The backspace has been stripped bare, with a raised steel platform in the centre of a pit stage, with the raked house at one end. Aquino puts the space to excellent use, particularly the various platform levels and the window arches in the back wall. Cel phones are props/light sources in a lot of shows these days, but seldom used as effectively, or artistically as they are here.
The cast is uniformly polished and energetic. Slacker/DJ Luke (Philip Nozuka), nice guy/obsessional Sheldon (Darrel Gamotin), med student/wanna-be novelist Matthew (Mike Chao, also the narrative glue of the piece) rage-fuelled alcoholic Dave (Oliver Koomsatira) and power-broker Rick (Simu Liu) a Bay-street super-star on the outside, and a hot mess on the inside, are all well-drawn by the performers, with both empathy and humour. The actors know these men intimately, and they let the audience know them intimately, too.

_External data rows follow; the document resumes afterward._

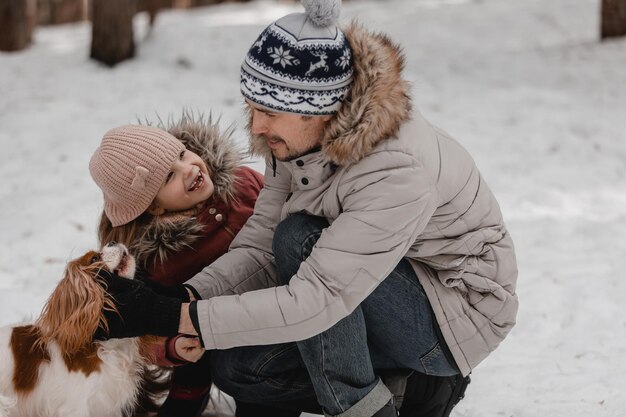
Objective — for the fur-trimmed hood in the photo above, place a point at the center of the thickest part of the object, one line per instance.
(374, 109)
(174, 232)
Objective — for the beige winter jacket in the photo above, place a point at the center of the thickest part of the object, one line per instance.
(392, 186)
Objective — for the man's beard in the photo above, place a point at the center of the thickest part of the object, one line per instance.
(291, 155)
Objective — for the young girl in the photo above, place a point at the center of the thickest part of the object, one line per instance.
(176, 196)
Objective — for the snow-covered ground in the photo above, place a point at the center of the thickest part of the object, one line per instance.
(525, 85)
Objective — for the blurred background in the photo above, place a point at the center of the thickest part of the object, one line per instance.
(534, 89)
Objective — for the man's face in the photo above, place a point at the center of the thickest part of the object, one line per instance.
(289, 136)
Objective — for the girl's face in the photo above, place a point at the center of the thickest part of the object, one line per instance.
(187, 184)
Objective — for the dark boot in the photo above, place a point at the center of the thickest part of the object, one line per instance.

The play is very specifically rooted in a community, but universal in the story it tells about how we define success or failure for men in contemporary society, and in its exploration of male friendships. Banana Boys is a fine revival of a still-worthy play.
We Are Proud to Present...continues until November 29th, as part of THE NOVEMBER TICKET at The Theatre Centre, 1115 Queen Street West http://www.theatrecentre.org for times, tickets and information.
BANANA BOYS continues at THE FACTORY THEATRE , 125 Bathurst Street until November 22nd. www.factorytheatre.ca for tickets, times and information.